Groom just turned thirty-seven.
We gave him a unicycle.
He should never have said, offhandedly, as he bit into a piece of watermelon this summer, “By the time I’m forty, I want to be able to ride a unicycle.”
‘Cause then we gave him one.
And now he has to master the sucker.
Thus, Groom’s birthday saw him down in our dungeon, learning how to mount the thing (and, yes, we keep the house cold enough that indoor hat-wearing is called for; stop being such a wussy guest and hat-up already). Balance will come later. Even one day in to his training, he already maintains it will give him a core workout to rival the pilates class taught by the Ab Nazi at our gym.
Since I can’t have them myself, due to the chocolate-worshipping tenet of my religion, I do so appreciate rock-hard abs in others. When the census-taking ab-checkers come to our door next year, Groom’s unicycle-hardened belly will earn their respect. Just to get them to put X’s in all the right boxes, I’m willing to intensify the display and eat a smidgeon of lentil soup out of his belly button. Just ’cause I can. Those ab-census-takers will get an afternoon of entertainment beyond all dreams when they hit Unicycle House.

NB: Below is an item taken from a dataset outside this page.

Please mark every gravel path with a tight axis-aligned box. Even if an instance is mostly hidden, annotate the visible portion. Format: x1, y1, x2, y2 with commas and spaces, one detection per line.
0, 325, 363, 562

The unicycle is, indeed, a gift that will keep on giving.
The Wee Niblet can’t wait until Pappy can juggle flaming torches on the unicycle. Girl can’t wait to play tag with him and be chased by Unicycle It. I can’t wait to see him make stir-fry on the roll.
Face it: we are circus folk.
P.S. Stop coveting our orange shag carpet. Your desire is unattractive.